A description of this CDC data set is available at: https://data.cdc.gov/NCHS/NHIS-Adult-Summary-Health-Statistics/25m4-6qqq
A copy of the data is available here for download.
If you're up for a challenge, your script can get the same data directly from the CDC website. Try it out!
Your script should answer the following questions using the data:
- What percentage of adults in the 18–34-year age range saw a doctor for a “Wellness Visit” in 2019 and 2020?
- According to the data, which group of adults had the highest percentage of “Obesity” in 2020?
- According to the data, which groups of adults had an increased percentage of “Difficulty communicating” from 2019 to 2020? Note that classifications of adults may differ from year to year, so you should include in the comparison only those groups that appeared in both the 2019 and 2020 data.
A few notes:
- You'll need to spend some time with the JSON data before you start coding to understand how it is structured.
- The first block of data, entitled “meta,” describes information included in the data and how to interpret it.
- The second portion, entitled “data,” is the raw information from 2019 and 2020.
- You will likely need to spend time reviewing the “meta” information, and your script will consume data elements from the “data” section.
- Real-world data often has problems. Your script will need to account for these problems and work around them.
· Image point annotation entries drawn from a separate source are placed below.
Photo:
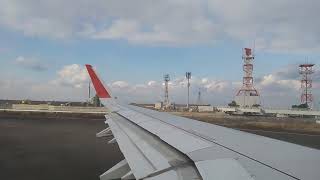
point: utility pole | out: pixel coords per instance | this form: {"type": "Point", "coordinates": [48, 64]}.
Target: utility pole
{"type": "Point", "coordinates": [188, 76]}
{"type": "Point", "coordinates": [89, 90]}
{"type": "Point", "coordinates": [199, 97]}
{"type": "Point", "coordinates": [166, 91]}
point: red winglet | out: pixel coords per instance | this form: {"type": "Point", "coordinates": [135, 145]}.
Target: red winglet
{"type": "Point", "coordinates": [100, 89]}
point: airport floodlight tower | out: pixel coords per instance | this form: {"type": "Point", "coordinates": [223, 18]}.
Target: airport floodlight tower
{"type": "Point", "coordinates": [199, 97]}
{"type": "Point", "coordinates": [306, 83]}
{"type": "Point", "coordinates": [166, 78]}
{"type": "Point", "coordinates": [247, 96]}
{"type": "Point", "coordinates": [188, 76]}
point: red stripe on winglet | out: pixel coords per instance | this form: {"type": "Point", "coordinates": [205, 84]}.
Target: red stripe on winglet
{"type": "Point", "coordinates": [100, 89]}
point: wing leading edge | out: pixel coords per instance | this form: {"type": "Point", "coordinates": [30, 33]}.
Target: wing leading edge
{"type": "Point", "coordinates": [162, 146]}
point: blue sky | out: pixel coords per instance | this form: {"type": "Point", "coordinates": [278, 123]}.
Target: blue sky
{"type": "Point", "coordinates": [136, 45]}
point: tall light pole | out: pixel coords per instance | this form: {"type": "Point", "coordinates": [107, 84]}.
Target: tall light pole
{"type": "Point", "coordinates": [188, 76]}
{"type": "Point", "coordinates": [166, 90]}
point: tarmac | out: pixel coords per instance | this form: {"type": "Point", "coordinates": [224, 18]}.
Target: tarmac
{"type": "Point", "coordinates": [54, 149]}
{"type": "Point", "coordinates": [66, 147]}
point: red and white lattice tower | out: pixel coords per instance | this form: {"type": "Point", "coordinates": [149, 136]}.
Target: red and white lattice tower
{"type": "Point", "coordinates": [306, 84]}
{"type": "Point", "coordinates": [248, 96]}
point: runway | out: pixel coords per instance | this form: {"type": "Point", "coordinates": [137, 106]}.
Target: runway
{"type": "Point", "coordinates": [67, 149]}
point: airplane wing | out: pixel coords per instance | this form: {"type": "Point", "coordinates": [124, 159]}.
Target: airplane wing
{"type": "Point", "coordinates": [160, 146]}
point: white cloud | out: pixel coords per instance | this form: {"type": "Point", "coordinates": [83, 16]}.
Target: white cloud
{"type": "Point", "coordinates": [278, 89]}
{"type": "Point", "coordinates": [73, 75]}
{"type": "Point", "coordinates": [30, 63]}
{"type": "Point", "coordinates": [287, 25]}
{"type": "Point", "coordinates": [120, 84]}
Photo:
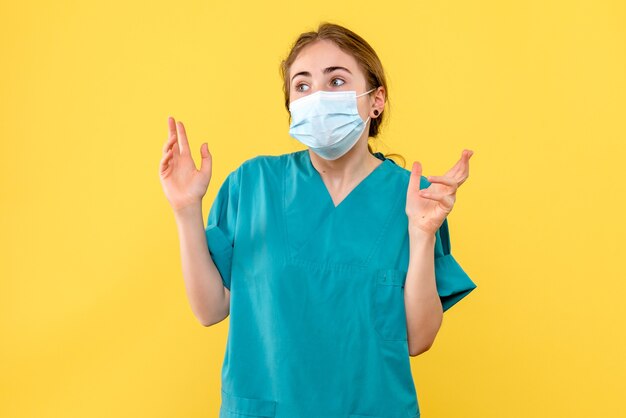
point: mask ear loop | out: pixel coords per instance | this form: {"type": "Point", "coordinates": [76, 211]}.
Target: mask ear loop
{"type": "Point", "coordinates": [366, 92]}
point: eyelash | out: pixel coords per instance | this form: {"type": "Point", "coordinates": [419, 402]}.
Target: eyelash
{"type": "Point", "coordinates": [336, 78]}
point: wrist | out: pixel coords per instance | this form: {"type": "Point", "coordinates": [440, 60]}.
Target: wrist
{"type": "Point", "coordinates": [188, 211]}
{"type": "Point", "coordinates": [419, 235]}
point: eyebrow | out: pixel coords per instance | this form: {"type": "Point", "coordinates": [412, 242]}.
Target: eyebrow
{"type": "Point", "coordinates": [326, 71]}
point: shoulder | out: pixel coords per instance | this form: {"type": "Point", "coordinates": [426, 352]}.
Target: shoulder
{"type": "Point", "coordinates": [264, 168]}
{"type": "Point", "coordinates": [266, 162]}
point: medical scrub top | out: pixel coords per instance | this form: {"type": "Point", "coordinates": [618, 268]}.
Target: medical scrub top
{"type": "Point", "coordinates": [317, 318]}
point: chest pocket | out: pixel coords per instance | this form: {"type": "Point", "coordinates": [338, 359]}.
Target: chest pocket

For example, most measurements in this dataset contain a percentage and a confidence range. All percentages should be more than 0 and less than 100 and should fall within the confidence range, or they should be excluded. If a measurement does not have a confidence range, then it should also be excluded.
- This dataset has numbers expressed as strings instead of their native type. You should convert them to float or int as appropriate if you want to perform numerical comparisons on them.
The script should print answers to each of the three questions.
The script should use only the data contained in the JSON file to make its determination. No other data sources or “hard-coding” is permitted.
See the culminating project rubric for grading details.